En revanche, à l’intérieur, point de fun au poste de pilotage. Et c’est tant mieux. Le Kadjar se différencie là de l’esprit Captur ou Twingo. Cette touche d’austérité lui fait en tous les cas gagner en qualité avec la présence de plastiques de très bonne qualité, et une couronne en plastique moussé du plus bel effet au-dessus du volant. L’on regrette juste que cette attention ne se soit pas étendue aux portières et aux aérations, mais la montée en gamme reste indéniable. L’on est mieux placé qu’un Qashqaï, mais pas encore au niveau d’un 3008.
 


 

Les compteurs de vitesse se digitalisent, l’écran multimédia équipé du système R-Link 2 s’élargit, et les commandes en général présentent une bien meilleure ergonomie qu’à l’accoutumée. Mais un peu comme une mauvaise habitude, Renault continue à placer le levier de vitesse trop haut, et le siège conducteur trop bas. Au poste de pilotage, l’on se sent comme dans une berline, ce qui n’est pas du tout l’effet recherché par les acheteurs. L’on apprécie en revanche l’habitabilité à l’avant comme à l’arrière. L’espace aux jambes est plus que suffisant, tout comme la hauteur sous pavillon, même avec le toit vitré panoramique en option. Seul point noir, un tunnel de transmission trop encombrant qui réserve la place centrale de la banquette à un petit gabarit. En même temps, tout comme ses concurrents, le Kadjar ne se destine pas à transporter cinq rugbymans.
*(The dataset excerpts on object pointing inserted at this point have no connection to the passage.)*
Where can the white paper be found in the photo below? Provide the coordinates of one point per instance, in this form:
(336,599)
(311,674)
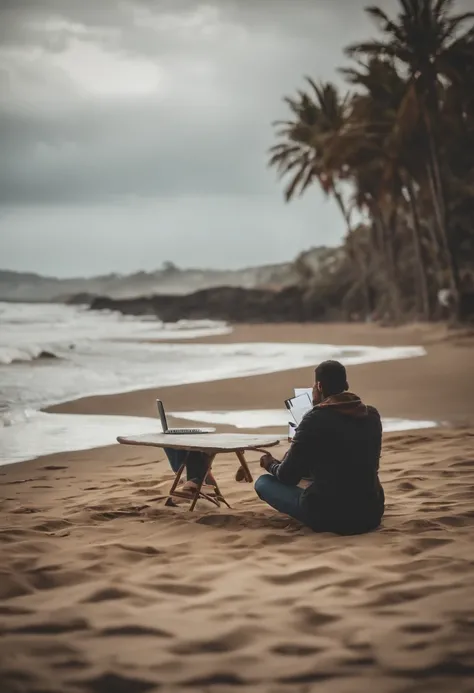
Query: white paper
(299,406)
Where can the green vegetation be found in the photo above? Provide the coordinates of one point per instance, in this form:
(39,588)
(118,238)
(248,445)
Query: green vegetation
(397,152)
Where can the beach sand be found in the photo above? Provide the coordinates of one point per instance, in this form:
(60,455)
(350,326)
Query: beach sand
(103,589)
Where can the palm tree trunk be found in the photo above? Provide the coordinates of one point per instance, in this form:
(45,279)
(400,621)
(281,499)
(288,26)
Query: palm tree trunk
(388,257)
(361,264)
(438,193)
(421,273)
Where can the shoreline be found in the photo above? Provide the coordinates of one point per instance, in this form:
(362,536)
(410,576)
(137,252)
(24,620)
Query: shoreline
(104,588)
(441,383)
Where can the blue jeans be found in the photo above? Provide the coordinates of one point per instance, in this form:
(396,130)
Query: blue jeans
(196,463)
(285,499)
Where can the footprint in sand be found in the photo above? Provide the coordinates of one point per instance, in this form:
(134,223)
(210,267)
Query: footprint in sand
(227,642)
(114,683)
(289,578)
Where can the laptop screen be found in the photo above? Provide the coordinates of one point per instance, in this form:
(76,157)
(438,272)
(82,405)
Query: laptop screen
(162,415)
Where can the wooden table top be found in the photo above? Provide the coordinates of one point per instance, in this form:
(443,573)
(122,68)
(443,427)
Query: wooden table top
(204,442)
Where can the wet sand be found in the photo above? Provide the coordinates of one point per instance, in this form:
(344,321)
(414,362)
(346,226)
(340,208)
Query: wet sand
(102,588)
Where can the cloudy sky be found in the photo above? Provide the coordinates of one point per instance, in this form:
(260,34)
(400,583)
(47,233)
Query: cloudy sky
(135,131)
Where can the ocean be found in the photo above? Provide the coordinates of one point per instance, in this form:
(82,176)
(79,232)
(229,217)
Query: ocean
(53,353)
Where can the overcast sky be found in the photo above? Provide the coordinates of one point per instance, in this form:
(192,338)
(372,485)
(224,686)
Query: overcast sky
(134,132)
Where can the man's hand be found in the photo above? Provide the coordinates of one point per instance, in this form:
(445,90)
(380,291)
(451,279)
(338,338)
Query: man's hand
(266,460)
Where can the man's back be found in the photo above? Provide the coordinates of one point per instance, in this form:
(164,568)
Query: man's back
(338,446)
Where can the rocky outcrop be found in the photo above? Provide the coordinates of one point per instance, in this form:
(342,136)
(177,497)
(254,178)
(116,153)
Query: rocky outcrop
(232,304)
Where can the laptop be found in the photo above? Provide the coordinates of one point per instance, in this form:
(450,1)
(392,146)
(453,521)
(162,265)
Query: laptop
(178,431)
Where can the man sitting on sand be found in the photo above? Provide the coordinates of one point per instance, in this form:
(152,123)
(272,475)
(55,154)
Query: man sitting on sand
(337,445)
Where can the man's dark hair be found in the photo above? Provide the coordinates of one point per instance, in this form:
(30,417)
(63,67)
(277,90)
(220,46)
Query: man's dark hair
(332,376)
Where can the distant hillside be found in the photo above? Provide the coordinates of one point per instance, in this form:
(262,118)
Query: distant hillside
(28,287)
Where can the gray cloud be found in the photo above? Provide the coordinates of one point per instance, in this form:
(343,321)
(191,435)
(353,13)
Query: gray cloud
(162,101)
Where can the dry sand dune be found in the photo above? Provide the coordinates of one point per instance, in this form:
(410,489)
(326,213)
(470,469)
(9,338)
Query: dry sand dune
(105,590)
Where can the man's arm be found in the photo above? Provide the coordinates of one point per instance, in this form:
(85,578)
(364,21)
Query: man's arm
(295,463)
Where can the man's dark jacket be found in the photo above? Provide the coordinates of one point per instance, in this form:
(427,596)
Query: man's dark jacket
(337,445)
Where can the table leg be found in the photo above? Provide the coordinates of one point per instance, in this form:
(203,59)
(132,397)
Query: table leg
(247,475)
(198,490)
(169,500)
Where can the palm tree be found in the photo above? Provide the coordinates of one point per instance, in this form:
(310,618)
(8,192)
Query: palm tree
(305,153)
(426,39)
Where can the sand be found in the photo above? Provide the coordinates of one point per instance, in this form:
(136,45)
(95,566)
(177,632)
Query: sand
(104,589)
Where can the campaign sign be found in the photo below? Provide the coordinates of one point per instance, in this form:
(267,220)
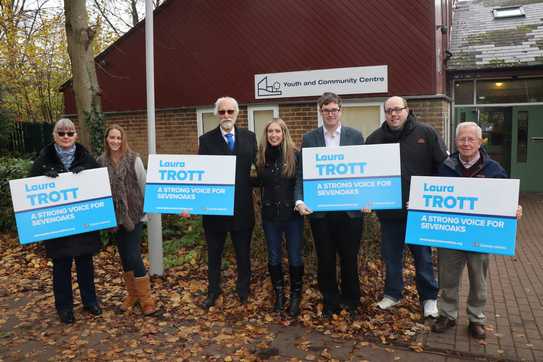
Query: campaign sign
(197,184)
(465,213)
(47,208)
(352,177)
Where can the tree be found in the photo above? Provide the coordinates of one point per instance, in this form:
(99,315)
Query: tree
(79,37)
(33,61)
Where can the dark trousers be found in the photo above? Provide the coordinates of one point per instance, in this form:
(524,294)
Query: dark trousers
(215,246)
(293,230)
(129,245)
(337,233)
(62,281)
(392,251)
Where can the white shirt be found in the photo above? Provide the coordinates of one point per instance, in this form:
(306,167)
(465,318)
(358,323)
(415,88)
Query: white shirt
(468,164)
(331,139)
(232,131)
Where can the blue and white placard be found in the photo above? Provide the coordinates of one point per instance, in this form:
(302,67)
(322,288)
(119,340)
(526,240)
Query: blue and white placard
(197,184)
(352,177)
(465,213)
(47,208)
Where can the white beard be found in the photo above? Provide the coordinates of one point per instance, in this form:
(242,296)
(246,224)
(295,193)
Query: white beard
(227,125)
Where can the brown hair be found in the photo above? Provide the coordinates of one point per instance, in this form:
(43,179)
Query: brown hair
(287,147)
(124,142)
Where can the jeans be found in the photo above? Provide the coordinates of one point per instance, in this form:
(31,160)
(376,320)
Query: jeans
(338,234)
(62,281)
(129,245)
(293,230)
(451,266)
(392,251)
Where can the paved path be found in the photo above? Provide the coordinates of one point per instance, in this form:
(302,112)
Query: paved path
(515,300)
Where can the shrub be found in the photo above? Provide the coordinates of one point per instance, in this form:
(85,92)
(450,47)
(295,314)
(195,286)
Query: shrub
(10,169)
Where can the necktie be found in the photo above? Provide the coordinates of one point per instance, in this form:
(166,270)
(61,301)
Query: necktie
(230,141)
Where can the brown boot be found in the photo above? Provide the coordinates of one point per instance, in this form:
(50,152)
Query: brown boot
(132,297)
(143,291)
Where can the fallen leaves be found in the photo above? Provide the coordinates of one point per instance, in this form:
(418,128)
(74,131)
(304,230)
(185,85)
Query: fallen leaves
(183,331)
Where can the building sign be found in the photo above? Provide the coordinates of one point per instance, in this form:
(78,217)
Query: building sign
(355,80)
(197,184)
(465,213)
(47,208)
(352,177)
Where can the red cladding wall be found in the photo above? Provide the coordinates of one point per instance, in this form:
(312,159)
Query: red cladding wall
(208,48)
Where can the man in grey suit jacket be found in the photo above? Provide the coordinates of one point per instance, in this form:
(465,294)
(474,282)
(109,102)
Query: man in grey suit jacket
(334,232)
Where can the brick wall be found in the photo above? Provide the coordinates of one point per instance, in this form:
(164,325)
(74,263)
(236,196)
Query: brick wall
(177,131)
(299,118)
(431,111)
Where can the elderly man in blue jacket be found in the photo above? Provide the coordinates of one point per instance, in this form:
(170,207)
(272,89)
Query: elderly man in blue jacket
(470,160)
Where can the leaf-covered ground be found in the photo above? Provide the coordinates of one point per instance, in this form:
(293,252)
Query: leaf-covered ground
(30,329)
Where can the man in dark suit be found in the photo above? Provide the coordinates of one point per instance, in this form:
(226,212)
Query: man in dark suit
(334,232)
(227,139)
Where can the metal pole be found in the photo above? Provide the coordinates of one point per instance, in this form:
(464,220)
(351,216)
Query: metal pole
(154,226)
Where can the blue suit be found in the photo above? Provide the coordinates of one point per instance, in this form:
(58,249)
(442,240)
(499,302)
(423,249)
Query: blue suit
(334,233)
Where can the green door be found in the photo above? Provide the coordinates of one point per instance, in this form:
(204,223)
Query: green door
(527,150)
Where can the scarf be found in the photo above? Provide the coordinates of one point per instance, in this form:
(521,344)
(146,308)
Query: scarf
(126,192)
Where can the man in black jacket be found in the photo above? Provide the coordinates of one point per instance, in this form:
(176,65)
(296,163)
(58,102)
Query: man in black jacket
(337,232)
(421,150)
(227,139)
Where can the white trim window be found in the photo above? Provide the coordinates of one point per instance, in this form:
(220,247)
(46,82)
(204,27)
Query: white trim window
(259,115)
(206,120)
(365,117)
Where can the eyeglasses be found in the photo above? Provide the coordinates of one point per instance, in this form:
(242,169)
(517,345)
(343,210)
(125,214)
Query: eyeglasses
(62,134)
(330,111)
(469,140)
(394,110)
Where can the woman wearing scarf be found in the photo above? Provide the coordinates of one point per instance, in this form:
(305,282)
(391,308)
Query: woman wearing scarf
(65,155)
(276,163)
(127,178)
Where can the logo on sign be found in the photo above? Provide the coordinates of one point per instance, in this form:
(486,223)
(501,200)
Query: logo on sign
(264,89)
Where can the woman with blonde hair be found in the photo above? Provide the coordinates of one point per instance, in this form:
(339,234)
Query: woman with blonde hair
(277,161)
(127,177)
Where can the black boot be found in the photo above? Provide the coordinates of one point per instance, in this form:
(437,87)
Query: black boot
(296,281)
(276,274)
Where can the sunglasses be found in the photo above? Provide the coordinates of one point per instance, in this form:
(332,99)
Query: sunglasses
(224,111)
(62,134)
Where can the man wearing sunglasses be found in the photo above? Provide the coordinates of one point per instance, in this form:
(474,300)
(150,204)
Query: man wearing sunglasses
(227,139)
(421,151)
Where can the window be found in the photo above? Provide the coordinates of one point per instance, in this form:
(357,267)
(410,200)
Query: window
(463,92)
(259,115)
(206,120)
(510,91)
(365,117)
(509,12)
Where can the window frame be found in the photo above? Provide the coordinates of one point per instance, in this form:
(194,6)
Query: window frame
(200,120)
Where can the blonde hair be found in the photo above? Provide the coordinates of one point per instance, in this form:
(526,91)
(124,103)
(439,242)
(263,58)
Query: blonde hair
(467,125)
(287,147)
(124,142)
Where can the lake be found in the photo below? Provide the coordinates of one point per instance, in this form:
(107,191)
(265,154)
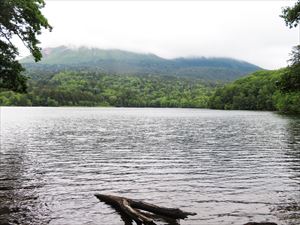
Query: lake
(230,167)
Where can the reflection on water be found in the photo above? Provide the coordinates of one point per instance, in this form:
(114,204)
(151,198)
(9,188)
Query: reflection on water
(231,167)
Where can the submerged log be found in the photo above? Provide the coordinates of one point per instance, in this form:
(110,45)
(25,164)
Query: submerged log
(132,209)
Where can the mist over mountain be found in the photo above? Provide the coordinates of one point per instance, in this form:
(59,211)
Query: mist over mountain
(124,62)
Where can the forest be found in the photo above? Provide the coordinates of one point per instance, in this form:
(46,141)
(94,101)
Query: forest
(99,89)
(261,90)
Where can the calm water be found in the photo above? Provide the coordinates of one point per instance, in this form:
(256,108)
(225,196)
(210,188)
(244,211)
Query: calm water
(231,167)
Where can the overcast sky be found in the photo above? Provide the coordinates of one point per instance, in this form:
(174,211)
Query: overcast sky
(246,30)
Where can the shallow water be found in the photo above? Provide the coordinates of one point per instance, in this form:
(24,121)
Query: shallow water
(230,167)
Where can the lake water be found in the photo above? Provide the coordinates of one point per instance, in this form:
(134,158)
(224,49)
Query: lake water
(230,167)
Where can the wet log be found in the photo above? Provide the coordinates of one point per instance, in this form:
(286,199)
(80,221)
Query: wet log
(132,209)
(260,223)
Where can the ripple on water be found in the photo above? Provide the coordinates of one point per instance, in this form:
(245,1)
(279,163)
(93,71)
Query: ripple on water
(230,167)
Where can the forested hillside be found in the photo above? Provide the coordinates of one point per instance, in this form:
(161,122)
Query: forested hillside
(259,91)
(98,89)
(128,63)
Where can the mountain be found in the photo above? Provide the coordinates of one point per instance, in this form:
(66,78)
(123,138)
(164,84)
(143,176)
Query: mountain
(124,62)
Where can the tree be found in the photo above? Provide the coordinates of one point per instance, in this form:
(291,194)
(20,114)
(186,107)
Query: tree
(23,19)
(290,81)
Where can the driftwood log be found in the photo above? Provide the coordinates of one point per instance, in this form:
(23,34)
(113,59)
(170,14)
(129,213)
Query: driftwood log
(132,210)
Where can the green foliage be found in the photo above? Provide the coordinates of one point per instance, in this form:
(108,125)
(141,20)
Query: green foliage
(258,91)
(124,63)
(21,18)
(98,89)
(290,79)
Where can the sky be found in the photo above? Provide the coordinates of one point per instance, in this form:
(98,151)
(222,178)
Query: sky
(247,30)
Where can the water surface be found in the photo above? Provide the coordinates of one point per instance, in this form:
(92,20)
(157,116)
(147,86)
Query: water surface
(230,167)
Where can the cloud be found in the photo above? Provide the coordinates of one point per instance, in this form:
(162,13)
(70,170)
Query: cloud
(246,30)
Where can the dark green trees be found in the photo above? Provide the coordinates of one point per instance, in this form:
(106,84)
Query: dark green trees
(21,18)
(290,81)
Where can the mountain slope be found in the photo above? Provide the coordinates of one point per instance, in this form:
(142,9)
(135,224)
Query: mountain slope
(123,62)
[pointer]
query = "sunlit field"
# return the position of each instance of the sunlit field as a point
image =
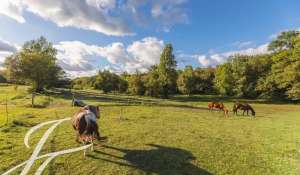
(154, 136)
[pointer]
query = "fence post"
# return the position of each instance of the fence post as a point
(6, 109)
(32, 99)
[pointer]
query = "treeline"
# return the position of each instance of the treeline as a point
(273, 75)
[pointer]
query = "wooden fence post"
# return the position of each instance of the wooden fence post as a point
(6, 109)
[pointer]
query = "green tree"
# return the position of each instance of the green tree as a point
(286, 40)
(107, 81)
(36, 64)
(152, 84)
(136, 84)
(167, 72)
(224, 82)
(204, 80)
(186, 81)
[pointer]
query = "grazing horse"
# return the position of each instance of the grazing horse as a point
(245, 107)
(215, 105)
(84, 122)
(219, 106)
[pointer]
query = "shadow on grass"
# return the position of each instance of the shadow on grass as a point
(160, 160)
(209, 98)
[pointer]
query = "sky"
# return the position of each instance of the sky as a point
(129, 35)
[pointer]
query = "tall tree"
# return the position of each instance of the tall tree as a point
(186, 81)
(136, 84)
(286, 40)
(36, 64)
(167, 72)
(152, 83)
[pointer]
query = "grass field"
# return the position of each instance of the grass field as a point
(154, 136)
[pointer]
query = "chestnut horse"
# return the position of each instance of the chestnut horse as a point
(245, 107)
(217, 105)
(85, 123)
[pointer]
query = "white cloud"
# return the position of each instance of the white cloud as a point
(7, 47)
(12, 9)
(169, 12)
(242, 45)
(147, 51)
(114, 53)
(85, 14)
(76, 57)
(110, 17)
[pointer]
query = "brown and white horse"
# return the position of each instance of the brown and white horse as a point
(245, 107)
(85, 124)
(217, 105)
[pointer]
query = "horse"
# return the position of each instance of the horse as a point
(85, 124)
(216, 105)
(245, 107)
(219, 106)
(76, 102)
(226, 111)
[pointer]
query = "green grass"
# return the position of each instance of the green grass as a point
(154, 136)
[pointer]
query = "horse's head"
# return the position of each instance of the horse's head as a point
(253, 112)
(93, 109)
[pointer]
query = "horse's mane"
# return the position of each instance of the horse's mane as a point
(251, 109)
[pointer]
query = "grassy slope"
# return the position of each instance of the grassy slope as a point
(156, 136)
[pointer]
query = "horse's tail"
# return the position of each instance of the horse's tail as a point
(252, 110)
(82, 125)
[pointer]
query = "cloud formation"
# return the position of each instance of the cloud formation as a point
(77, 57)
(6, 49)
(110, 17)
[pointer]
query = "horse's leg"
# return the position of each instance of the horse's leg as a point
(92, 147)
(84, 151)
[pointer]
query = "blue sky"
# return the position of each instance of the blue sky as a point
(128, 35)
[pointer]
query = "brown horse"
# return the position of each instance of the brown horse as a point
(217, 105)
(84, 122)
(245, 107)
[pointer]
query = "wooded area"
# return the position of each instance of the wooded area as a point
(274, 75)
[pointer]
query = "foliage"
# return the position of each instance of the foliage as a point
(286, 40)
(166, 71)
(2, 78)
(186, 81)
(136, 85)
(152, 83)
(35, 64)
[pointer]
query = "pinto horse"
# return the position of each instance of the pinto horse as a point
(245, 107)
(217, 105)
(85, 123)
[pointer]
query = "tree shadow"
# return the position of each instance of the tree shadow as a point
(160, 160)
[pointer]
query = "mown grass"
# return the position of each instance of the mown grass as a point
(154, 136)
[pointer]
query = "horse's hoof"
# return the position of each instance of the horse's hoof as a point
(101, 139)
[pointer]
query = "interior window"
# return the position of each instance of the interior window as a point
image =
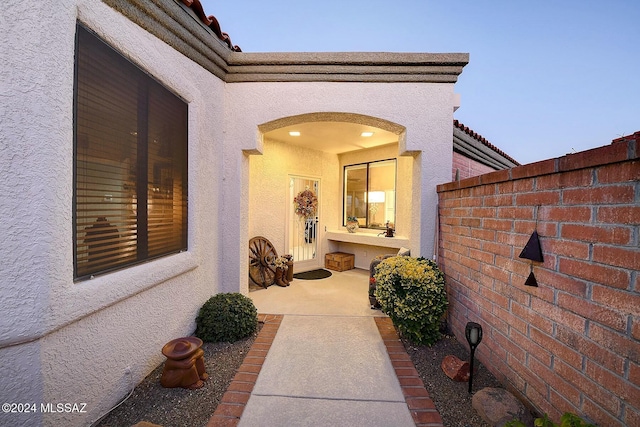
(370, 193)
(130, 162)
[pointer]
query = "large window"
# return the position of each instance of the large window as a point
(370, 193)
(130, 172)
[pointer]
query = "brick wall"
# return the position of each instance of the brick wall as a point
(467, 167)
(573, 343)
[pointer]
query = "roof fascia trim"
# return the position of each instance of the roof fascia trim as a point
(178, 26)
(465, 144)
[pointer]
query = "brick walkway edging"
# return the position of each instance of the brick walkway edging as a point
(420, 404)
(234, 400)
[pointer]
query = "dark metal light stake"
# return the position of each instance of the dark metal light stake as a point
(473, 333)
Côté modularité, là aussi le Kadjar fait la moitié du chemin. Si la banquette est équipée d’un système intelligent permettant de la rabattre en un tour de main, celle-ci n’offre alors pas un plancher parfaitement plat. L’on ne peut toutefois pas ignorer l’excellent volume de chargement de 472 litres, et un seuil bas très pratique. Tout comme le double fond en deux compartiments qui offre notamment la possibilité de ranger facilement le cache bagages.

 

Les motorisations

 

Le Kadjar sera disponible en deux blocs Diesel 1.5 l de 110 et 130 ch, et un essence turbocompressé de 1.2 l et 130 ch. La firme annonce avoir privilégié la sobriété avant les performances. Son poids moyen de 1 440 kg ne devrait toutefois pas nuire à sa vélocité. Comptez tout de même 100 kg de plus avec la transmission intégrale, car le Kadjar sera disponible en deux ou quatre roues motrices. Les versions 2x4 pourront toutefois être gratifiées en option de l’easy grip, destiné à accentué la motricité des roues avant.

 

 

  
 

L'avis de Choisir.com

 

Beau, nouveau, bien pensé, le Kadjar a presque tout pour plaire. Les détracteurs y verront encore quelques défauts typiques signés Renault, mais la concurrence (principalement 3008 et Qashqaï) a du souci à se faire. La commercialisation se fera au printemps 2015, ce qui nous donnera l’occasion d’un essai sur route pour lequel nous sommes impatients.